La tirannia del “genere”
Come la mettiamo con la teoria del “genere’’ che pretende, in nome della libertà di insegnamento, di imporre addirittura, non una particolare ideologia filosofica, religiosa o politica, bensì una particolare visione della stessa natura umana? È il genere, secondo questa dottrina, che stabilisce, in ultima analisi, l’identità sessuale di un individuo. Non si è uomini e donne perché nati con certe identità fisiche, ma lo si è solo se ci si riconosce come tali. Non ci sono maschi e femmine ma ci sono semplicemente esseri umani, liberi di assegnarsi autonomamente il genere che percepiscono al di là dell’incomodo del loro sesso naturale le cui tradizionali specie diventano così delle categorie mentali superate, inadatte a rappresentare la complessità sociale moderna e che per questo vanno rimosse per “decostruire”, ossia, cancellare la natura, con l’obiettivo di smantellare pezzo per pezzo, un sistema di pensiero considerato obsoleto e persino reazionario, alla stregua dei peggiori disvalori. Al momento sono circa 200 le scuole che, ad esempio, hanno inserito la carriera alias nei loro regolamenti.

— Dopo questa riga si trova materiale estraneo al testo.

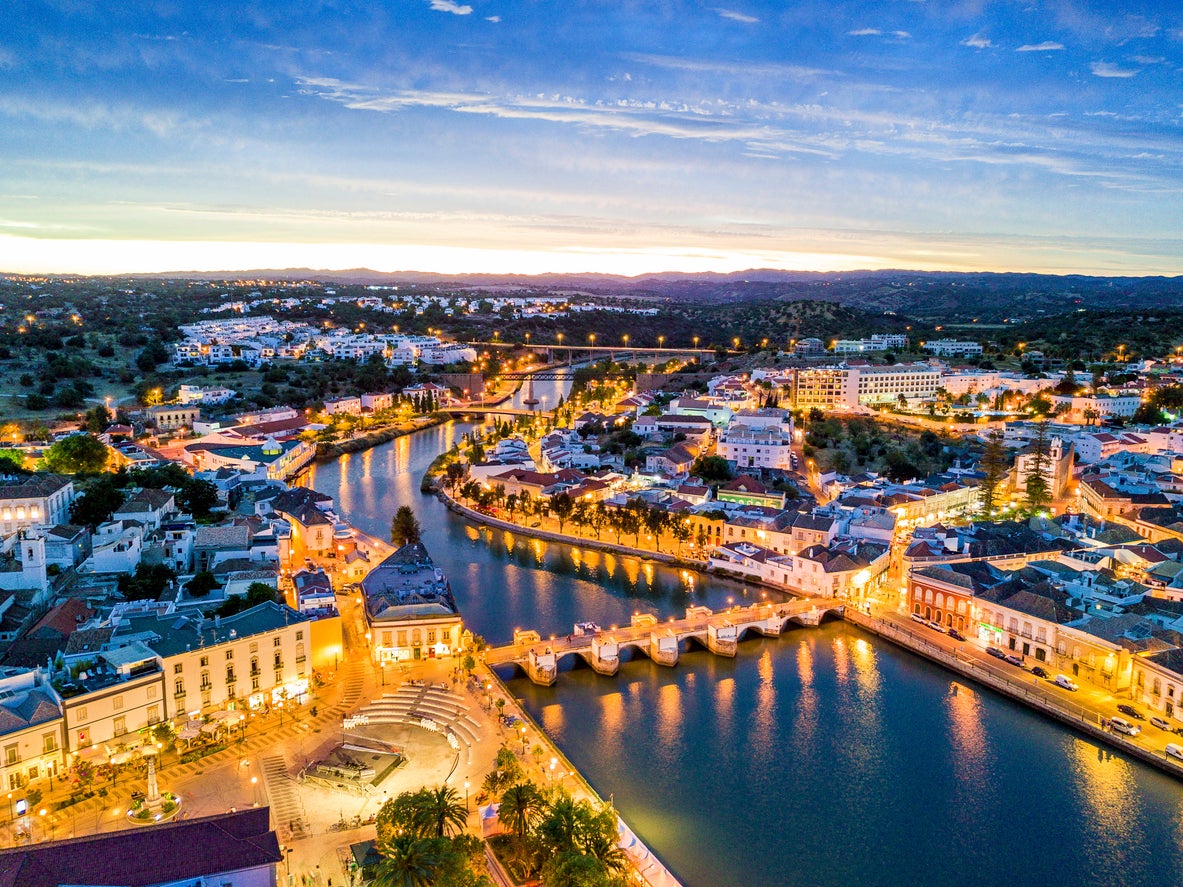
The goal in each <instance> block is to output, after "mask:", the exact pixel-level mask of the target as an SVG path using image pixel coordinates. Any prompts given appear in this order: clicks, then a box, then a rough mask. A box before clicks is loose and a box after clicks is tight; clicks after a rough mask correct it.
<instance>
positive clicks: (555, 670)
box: [525, 647, 558, 687]
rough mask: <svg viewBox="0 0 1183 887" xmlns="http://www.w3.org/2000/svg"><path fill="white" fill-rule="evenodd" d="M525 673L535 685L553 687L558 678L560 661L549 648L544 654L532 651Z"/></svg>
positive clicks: (532, 650) (527, 658)
mask: <svg viewBox="0 0 1183 887" xmlns="http://www.w3.org/2000/svg"><path fill="white" fill-rule="evenodd" d="M525 673H526V674H528V675H529V676H530V680H532V681H534V682H535V684H541V685H542V686H544V687H549V686H551V685H552V684H554V682H555V680H556V679H557V678H558V659H557V658H556V656H555V653H554V650H551V649H550V648H549V647H548V648H547V650H545V652H544V653H536V652H535V650H530V654H529V655H528V656H526V660H525Z"/></svg>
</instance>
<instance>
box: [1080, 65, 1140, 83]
mask: <svg viewBox="0 0 1183 887" xmlns="http://www.w3.org/2000/svg"><path fill="white" fill-rule="evenodd" d="M1088 69H1090V70H1091V71H1092V72H1093V75H1095V76H1097V77H1117V78H1123V79H1124V78H1129V77H1133V76H1134V75H1137V73H1138V70H1136V69H1131V67H1120V66H1118V65H1114V64H1113V63H1112V61H1093V63H1092V64H1091V65H1088Z"/></svg>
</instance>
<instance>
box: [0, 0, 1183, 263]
mask: <svg viewBox="0 0 1183 887" xmlns="http://www.w3.org/2000/svg"><path fill="white" fill-rule="evenodd" d="M97 7H103V8H102V9H99V8H97ZM276 266H280V267H283V266H312V267H357V266H368V267H375V268H381V270H422V271H441V272H467V271H494V272H510V271H521V272H537V271H571V272H574V271H602V272H616V273H640V272H644V271H665V270H686V271H700V270H720V271H723V270H739V268H745V267H784V268H816V270H833V268H859V267H903V268H922V270H923V268H950V270H1002V271H1009V270H1014V271H1049V272H1087V273H1121V274H1126V273H1132V274H1142V273H1170V274H1179V273H1183V5H1181V4H1174V2H1172V4H1166V2H1156V4H1150V2H1145V4H1139V2H1068V1H1066V2H1039V1H1036V0H1032V1H1030V2H988V1H985V0H981V1H972V0H971V1H967V2H957V1H956V0H951V1H949V2H945V1H940V2H938V1H937V0H929V1H920V0H878V1H875V2H841V0H838V1H834V0H829V1H827V0H816V1H814V0H809V1H807V2H796V4H786V2H754V1H752V2H725V4H723V5H712V4H696V2H677V1H672V0H671V1H668V2H661V1H660V0H657V1H653V2H620V1H618V2H577V1H564V2H557V1H550V2H543V1H539V2H530V1H523V0H517V1H516V2H508V0H467V2H457V1H455V0H390V1H389V2H384V4H380V2H331V1H323V2H316V1H315V0H305V1H304V2H290V4H283V2H235V4H228V2H200V4H199V2H189V1H187V0H172V1H169V2H135V1H134V0H130V1H128V2H121V4H114V2H112V4H93V2H85V1H83V0H59V1H58V2H30V1H26V0H9V2H8V4H6V5H5V6H4V8H2V9H0V270H6V271H44V272H56V271H82V272H88V271H95V272H119V271H160V270H190V268H192V270H214V268H219V270H220V268H227V270H228V268H251V267H276Z"/></svg>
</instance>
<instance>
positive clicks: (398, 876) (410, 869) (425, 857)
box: [371, 835, 440, 887]
mask: <svg viewBox="0 0 1183 887" xmlns="http://www.w3.org/2000/svg"><path fill="white" fill-rule="evenodd" d="M379 853H380V854H382V856H384V859H383V860H382V861H381V862H380V863H377V870H376V872H375V875H374V880H373V882H371V883H373V887H431V885H433V883H434V882H435V874H437V868H438V867H439V863H440V859H439V856H437V854H435V852H434V850H433V848H432V846H431V844H429V843H428V842H427V841H422V840H418V839H415V837H414V836H413V835H399V836H397V837H394V839H393V840H390V841H388V842H387V843H384V844H380V846H379Z"/></svg>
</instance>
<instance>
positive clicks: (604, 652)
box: [485, 597, 843, 687]
mask: <svg viewBox="0 0 1183 887" xmlns="http://www.w3.org/2000/svg"><path fill="white" fill-rule="evenodd" d="M842 608H843V602H842V601H841V600H836V598H832V597H802V598H796V600H793V601H784V602H781V603H774V602H770V601H769V602H763V603H754V604H751V606H749V607H731V608H730V609H725V610H711V609H710V608H707V607H690V608H687V609H686V616H685V617H684V619H680V620H675V619H673V617H672V616H671V617H670V621H668V622H659V621H658V619H657V616H653V615H652V614H647V613H644V614H635V615H634V616H633V619H632V623H631V624H628V626H625V627H623V628H608V629H601V630H599V632H594V633H590V634H582V635H575V634H571V635H567V636H565V637H551V639H549V640H543V639H542V637H541V636H539V635H538V633H537V632H532V630H521V629H519V630H516V632H515V633H513V643H511V645H506V646H504V647H492V648H490V649H487V650H486V652H485V663H486V665H489V666H491V667H494V666H505V665H512V666H516V667H518V668H521V669H522V671H523V672H525V673H526V675H528V676H529V678H530V680H532V681H534V682H535V684H541V685H543V686H548V687H549V686H550V685H552V684H554V682H555V681H556V680H557V678H558V663H560V661H561V660H563V659H564V658H567V656H580V658H581V659H582V660H583V661H586V662H587V663H588V665H589V666H591V668H593V669H595V671H596V672H597V673H600V674H608V675H612V674H615V673H616V672H618V671H619V669H620V654H621V652H622V650H625V649H628V648H629V647H632V648H634V649H638V650H640V652H641V653H644V654H645V655H647V656H648V658H649V659H652V660H653V661H654V662H657V663H658V665H665V666H674V665H677V663H678V654H679V652H680V650H681V646H683V643H684V642H689V641H693V642H696V643H698V645H699V646H702V647H705V648H706V649H709V650H711V653H715V654H716V655H719V656H735V655H736V653H737V648H738V643H739V641H741V640H743V637H744V635H745V634H749V633H756V634H761V635H763V636H765V637H778V636H780V634H781V632H782V630H784V627H786V626H787V624H788V623H789V622H795V623H797V624H801V626H816V624H819V623H820V622H821V620H822V616H825V615H826V614H827V613H838V614H839V615H841V613H842Z"/></svg>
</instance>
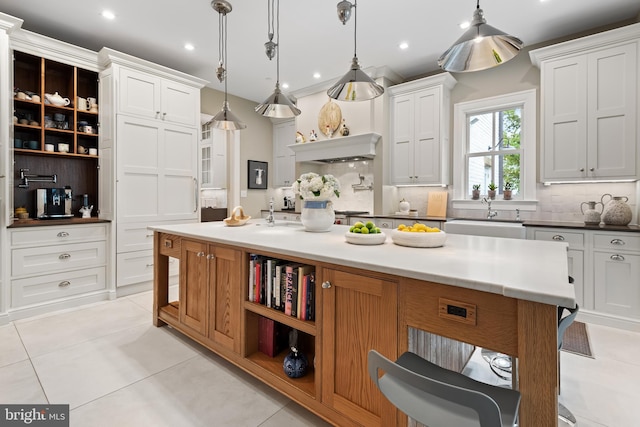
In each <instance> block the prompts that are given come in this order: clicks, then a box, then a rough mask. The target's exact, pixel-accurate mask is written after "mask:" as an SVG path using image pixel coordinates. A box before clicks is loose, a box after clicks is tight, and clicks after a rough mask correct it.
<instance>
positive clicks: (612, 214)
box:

L’insidia dei nuovi “diritti civili”
Un’ ultima considerazione riguarda uno dei punti più controversi: come affrontare queste delicate problematiche a scuola con i minori. Un conto è educarli a rispettare la diversità da sé; è un altro paio di maniche spiegare loro che la diversità non esiste. Io non credo – come ho letto con grande dissenso – che si nasca omosessuali o eterosessuali; ma che lo si diventi. E che tanti di noi possono intraprendere e riconoscersi in ciascuna di queste attitudini in conseguenza di molti fattori che intervengono nella formazione della personalità. Per questi motivi ogni comunità familiare ha il diritto – sancito dalla Costituzione – di educare i figli secondo la propria coscienza e le proprie convinzioni; senza sentirsi colpevole di nulla se li si aiuta ad avere un orientamento eterosessuale. Certo, come in tutti i rapporti umani occorrono equilibrio, tolleranza e amore.